The economic architecture of Ghana seriously calls for restructuring aimed at addressing the fundamentals of the economy, including the macroeconomic, microeconomic, fiscal, and monetary policies of the government. The rapid depreciation of the cedi, coupled with high interest rates, unstable inflation rates, and a higher debt-to-GDP ratio, calls for restructuring of Ghana’s economy.

At this point, we cannot rely solely on upgrading or resetting to further develop the country for the greater good of all citizens.

We cannot upgrade the ineffective policies and programs of Akufo-Addo’s government or those of previous governments, especially Mahama’s administration.

We also cannot reset all the excellent policies and programs of Akufo-Addo’s government and that of previous governments, including Mahama’s administration.

There is a need to upgrade and restore the effective policies and programs, and reset and restructure the ineffective policies and programs of both the current and previous governments.

For instance, in June 2020, the World Economic Forum (WEF) launched the GREAT RESET INITIATIVE aimed at facilitating rebuilding from the global COVID-19 crisis in a way that prioritizes sustainable development.
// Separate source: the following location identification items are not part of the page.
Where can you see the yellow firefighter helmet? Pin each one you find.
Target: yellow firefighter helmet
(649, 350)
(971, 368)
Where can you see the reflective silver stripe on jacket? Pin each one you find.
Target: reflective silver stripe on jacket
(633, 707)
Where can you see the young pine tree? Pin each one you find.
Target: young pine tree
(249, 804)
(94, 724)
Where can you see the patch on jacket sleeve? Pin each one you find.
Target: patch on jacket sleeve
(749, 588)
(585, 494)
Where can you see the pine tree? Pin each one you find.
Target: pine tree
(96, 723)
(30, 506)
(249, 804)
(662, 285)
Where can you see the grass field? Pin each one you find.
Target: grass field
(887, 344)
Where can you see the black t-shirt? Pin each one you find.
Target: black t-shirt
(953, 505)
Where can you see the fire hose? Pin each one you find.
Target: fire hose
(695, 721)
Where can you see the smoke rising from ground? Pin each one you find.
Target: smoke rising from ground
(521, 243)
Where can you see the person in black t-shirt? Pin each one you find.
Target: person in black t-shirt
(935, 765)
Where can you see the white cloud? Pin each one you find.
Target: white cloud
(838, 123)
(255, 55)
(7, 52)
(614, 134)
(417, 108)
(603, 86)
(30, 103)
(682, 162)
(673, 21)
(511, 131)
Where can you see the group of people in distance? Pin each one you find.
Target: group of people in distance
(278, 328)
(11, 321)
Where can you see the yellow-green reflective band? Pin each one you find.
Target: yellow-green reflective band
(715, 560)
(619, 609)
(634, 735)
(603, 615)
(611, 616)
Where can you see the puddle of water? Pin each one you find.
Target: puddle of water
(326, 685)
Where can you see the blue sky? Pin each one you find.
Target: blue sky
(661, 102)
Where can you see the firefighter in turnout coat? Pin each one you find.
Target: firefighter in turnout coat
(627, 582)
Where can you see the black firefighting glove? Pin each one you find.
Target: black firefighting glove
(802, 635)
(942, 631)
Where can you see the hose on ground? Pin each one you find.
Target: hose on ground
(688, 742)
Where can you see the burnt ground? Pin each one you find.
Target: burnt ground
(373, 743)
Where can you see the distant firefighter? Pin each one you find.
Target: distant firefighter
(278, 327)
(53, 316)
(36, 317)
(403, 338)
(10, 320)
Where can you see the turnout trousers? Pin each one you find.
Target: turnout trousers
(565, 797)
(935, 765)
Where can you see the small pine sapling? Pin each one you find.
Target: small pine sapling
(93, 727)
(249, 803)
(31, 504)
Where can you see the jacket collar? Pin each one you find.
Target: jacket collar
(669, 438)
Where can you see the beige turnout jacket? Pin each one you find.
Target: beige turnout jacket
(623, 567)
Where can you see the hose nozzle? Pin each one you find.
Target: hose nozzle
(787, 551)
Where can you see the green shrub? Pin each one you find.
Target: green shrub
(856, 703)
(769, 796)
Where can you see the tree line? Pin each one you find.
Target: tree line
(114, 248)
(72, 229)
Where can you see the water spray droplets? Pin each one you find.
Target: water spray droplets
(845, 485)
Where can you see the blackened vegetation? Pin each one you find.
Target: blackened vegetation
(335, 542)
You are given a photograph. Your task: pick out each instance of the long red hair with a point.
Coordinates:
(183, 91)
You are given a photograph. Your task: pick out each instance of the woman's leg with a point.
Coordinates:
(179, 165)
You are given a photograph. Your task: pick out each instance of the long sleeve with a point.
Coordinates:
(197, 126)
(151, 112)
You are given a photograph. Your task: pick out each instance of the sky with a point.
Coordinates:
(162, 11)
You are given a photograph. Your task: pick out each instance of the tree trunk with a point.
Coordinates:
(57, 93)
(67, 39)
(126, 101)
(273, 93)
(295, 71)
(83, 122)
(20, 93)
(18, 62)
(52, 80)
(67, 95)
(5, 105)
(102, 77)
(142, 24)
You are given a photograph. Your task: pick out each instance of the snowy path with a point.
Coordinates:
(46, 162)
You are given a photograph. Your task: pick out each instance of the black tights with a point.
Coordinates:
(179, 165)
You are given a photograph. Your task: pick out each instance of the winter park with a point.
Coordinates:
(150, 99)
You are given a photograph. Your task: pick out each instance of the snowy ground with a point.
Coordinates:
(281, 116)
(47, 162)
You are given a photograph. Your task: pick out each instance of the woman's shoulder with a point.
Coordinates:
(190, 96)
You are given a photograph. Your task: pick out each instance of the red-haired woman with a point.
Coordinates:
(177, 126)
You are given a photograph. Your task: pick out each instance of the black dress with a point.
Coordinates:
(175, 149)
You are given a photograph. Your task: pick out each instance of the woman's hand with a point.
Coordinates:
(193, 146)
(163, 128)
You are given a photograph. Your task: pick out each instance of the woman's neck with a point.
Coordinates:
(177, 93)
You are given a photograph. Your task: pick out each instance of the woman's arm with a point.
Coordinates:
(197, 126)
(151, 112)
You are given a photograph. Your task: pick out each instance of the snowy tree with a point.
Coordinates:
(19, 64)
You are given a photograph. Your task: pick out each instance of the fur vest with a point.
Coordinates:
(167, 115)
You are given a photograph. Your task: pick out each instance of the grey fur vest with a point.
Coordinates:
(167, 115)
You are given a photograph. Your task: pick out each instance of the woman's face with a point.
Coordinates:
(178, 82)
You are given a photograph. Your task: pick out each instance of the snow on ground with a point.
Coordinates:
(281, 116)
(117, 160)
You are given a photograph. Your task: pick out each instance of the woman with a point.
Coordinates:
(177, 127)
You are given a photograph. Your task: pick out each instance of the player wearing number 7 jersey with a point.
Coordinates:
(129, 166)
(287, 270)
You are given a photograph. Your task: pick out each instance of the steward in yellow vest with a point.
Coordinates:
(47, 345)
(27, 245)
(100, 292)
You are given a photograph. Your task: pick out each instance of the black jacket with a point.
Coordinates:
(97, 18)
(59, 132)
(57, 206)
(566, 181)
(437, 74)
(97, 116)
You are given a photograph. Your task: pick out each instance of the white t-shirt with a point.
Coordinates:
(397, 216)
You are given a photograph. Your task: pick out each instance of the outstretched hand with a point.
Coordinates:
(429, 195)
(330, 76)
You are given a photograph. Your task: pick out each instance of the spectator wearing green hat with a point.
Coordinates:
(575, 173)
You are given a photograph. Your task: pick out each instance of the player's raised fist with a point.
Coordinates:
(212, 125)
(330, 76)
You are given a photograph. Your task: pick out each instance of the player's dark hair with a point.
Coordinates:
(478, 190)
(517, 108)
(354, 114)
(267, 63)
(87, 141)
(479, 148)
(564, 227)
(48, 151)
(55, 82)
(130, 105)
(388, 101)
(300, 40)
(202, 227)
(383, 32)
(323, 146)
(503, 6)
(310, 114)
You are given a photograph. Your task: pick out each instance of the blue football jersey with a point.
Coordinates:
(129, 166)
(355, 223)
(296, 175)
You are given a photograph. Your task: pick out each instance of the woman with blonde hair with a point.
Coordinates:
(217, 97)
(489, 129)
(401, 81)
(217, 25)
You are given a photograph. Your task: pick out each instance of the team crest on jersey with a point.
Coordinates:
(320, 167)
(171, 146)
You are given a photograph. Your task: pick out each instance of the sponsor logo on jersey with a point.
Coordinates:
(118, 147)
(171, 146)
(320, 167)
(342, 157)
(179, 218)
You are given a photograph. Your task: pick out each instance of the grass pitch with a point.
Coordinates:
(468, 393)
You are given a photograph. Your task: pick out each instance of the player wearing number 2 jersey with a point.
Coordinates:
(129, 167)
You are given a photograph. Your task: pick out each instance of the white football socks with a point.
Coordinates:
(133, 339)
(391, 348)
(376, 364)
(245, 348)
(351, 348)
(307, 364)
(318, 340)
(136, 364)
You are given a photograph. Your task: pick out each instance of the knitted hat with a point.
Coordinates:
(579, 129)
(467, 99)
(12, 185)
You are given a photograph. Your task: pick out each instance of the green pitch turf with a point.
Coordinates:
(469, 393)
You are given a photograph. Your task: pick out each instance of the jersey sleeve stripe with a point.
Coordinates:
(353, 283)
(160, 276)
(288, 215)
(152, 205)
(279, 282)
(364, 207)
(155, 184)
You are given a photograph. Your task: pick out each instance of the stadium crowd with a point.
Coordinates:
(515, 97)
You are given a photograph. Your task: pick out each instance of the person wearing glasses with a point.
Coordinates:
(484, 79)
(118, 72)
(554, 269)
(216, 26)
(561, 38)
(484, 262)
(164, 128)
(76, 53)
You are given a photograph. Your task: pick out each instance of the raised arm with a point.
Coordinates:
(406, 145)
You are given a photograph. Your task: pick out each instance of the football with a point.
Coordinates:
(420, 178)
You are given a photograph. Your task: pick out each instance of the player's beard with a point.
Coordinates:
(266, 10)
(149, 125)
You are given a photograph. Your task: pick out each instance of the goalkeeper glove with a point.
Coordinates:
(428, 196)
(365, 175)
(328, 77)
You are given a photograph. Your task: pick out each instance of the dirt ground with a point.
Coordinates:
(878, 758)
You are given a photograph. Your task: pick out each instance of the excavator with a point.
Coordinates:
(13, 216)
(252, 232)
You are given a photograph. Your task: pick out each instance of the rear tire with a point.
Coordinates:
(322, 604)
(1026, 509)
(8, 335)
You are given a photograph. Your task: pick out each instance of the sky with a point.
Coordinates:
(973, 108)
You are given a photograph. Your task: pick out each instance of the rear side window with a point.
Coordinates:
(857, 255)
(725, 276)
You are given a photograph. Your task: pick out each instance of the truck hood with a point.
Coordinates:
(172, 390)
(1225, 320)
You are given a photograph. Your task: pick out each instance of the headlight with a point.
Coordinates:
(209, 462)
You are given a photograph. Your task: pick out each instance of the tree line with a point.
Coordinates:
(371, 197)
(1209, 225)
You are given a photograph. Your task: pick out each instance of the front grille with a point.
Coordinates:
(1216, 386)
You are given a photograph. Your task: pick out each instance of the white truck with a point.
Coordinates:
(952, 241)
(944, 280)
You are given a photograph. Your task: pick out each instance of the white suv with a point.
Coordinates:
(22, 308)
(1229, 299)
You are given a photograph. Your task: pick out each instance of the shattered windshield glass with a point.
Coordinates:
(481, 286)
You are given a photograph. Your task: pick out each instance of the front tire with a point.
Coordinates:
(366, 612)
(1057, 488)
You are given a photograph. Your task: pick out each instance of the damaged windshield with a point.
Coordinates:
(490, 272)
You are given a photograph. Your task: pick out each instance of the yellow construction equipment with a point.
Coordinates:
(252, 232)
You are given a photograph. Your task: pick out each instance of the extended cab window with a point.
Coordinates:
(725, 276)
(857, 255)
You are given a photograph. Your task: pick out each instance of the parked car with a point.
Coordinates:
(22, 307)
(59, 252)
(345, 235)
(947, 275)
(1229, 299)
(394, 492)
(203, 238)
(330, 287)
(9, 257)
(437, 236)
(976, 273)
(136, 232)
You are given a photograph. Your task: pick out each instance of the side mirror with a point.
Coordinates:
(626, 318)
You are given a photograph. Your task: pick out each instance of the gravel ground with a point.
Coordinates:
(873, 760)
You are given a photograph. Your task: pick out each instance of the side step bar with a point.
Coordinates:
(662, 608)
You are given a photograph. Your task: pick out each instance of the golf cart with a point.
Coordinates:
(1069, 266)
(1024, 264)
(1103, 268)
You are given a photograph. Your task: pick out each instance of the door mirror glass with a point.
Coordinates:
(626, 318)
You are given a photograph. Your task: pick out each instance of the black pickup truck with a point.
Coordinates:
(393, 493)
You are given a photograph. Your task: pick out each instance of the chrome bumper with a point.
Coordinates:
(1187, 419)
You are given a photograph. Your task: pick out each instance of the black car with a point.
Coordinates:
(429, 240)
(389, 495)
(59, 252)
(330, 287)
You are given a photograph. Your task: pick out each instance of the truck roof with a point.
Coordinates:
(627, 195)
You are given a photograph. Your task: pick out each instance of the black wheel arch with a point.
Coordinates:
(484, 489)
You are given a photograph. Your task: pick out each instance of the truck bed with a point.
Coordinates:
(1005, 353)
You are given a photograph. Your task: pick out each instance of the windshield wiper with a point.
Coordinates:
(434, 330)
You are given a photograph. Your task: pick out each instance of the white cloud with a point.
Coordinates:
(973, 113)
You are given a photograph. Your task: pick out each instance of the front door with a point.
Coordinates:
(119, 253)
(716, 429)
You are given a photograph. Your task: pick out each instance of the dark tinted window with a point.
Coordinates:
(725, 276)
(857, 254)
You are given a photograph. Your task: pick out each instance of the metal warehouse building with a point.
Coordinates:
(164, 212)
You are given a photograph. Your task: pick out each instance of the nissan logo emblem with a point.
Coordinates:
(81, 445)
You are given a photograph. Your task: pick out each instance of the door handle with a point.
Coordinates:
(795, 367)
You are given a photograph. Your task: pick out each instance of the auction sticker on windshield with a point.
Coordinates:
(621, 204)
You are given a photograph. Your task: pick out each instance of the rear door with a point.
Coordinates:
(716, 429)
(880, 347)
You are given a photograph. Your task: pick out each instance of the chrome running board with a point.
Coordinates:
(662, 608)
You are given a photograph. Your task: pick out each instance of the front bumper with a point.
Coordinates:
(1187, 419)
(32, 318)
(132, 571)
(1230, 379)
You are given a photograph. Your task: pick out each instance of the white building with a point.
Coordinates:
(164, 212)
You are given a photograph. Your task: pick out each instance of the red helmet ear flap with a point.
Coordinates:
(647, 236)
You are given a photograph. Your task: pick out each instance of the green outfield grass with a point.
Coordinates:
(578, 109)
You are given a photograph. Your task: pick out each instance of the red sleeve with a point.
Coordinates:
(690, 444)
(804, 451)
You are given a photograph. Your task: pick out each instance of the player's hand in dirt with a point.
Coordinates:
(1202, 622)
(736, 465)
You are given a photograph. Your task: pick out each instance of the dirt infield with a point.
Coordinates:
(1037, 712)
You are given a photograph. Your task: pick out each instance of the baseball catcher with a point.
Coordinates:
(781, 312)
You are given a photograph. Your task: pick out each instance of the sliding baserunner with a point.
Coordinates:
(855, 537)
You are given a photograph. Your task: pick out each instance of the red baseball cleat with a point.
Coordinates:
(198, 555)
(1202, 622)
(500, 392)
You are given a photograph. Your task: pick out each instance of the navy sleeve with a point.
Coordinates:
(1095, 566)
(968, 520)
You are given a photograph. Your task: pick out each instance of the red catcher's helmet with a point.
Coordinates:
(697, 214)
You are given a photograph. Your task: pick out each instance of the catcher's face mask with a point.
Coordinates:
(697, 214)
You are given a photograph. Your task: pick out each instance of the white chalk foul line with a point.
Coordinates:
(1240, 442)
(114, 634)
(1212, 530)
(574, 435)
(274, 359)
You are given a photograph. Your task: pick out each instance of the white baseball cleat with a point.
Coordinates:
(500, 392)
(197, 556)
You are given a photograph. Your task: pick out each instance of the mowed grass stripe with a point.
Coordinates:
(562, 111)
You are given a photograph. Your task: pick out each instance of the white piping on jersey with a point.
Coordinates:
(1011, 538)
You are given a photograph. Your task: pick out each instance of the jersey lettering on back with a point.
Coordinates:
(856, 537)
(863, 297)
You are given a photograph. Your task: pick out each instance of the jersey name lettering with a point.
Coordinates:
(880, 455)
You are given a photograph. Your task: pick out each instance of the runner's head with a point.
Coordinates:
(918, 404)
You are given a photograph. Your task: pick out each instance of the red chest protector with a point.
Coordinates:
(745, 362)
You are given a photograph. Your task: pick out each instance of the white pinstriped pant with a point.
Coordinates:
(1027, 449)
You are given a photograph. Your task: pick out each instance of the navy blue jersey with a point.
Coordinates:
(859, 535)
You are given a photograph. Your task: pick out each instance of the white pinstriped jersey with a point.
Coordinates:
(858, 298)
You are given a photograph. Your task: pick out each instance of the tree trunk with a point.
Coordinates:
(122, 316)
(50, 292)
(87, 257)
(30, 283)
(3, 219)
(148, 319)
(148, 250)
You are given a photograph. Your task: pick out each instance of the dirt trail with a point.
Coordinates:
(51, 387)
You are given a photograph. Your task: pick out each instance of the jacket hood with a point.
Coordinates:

The Great Reset Initiative covered three major objectives:
1. Creating conditions for a “stakeholder economy.”
2. Building in a more “resilient, equitable, and sustainable” way, utilizing environmental, social, and governance (ESG) metrics.
3. Harnessing the innovations of the 4th Industrial Revolution.

It is quite challenging to pinpoint exactly the policy anchors of the NDC’s ‘Resetting Ghana’ agenda.

How do we reset Ghana without policy anchors and an economic framework enshrined in the manifesto?

A 24-hour economy is beneficial for upgrading the economy, not resetting it.

How do we upgrade Ghana without first paying necessary attention to restructuring the economy?

How do you holistically upgrade Ghana without making Ghanaians aware of your concrete and detailed policy synergies of the Macro-Model of Corporate Entrepreneurship & Innovations and Micro Model Enterprises?

How do you implement the Great Transformational Plan without an upgrade, reset, restore, and restructuring? The 10 Pillars of the Great Transformational Plan (GTP) are not detailed enough to address the multi-dimensional problems of the national and local economies of Ghana.

As for the smaller parties and over 20 independent presidential candidates, almost all of them lack any superior intellectual policy document for the socioeconomic transformation of Ghana. They are behaving as “attack dogs” and acting as interest-driven pressure groups in our democracy.

Not every policy or program needs a reset.

Not every policy or program requires an upgrade.

Some policies and programs, in fact, need outright deletion or discontinuation with immediate effect from January 8, 2025.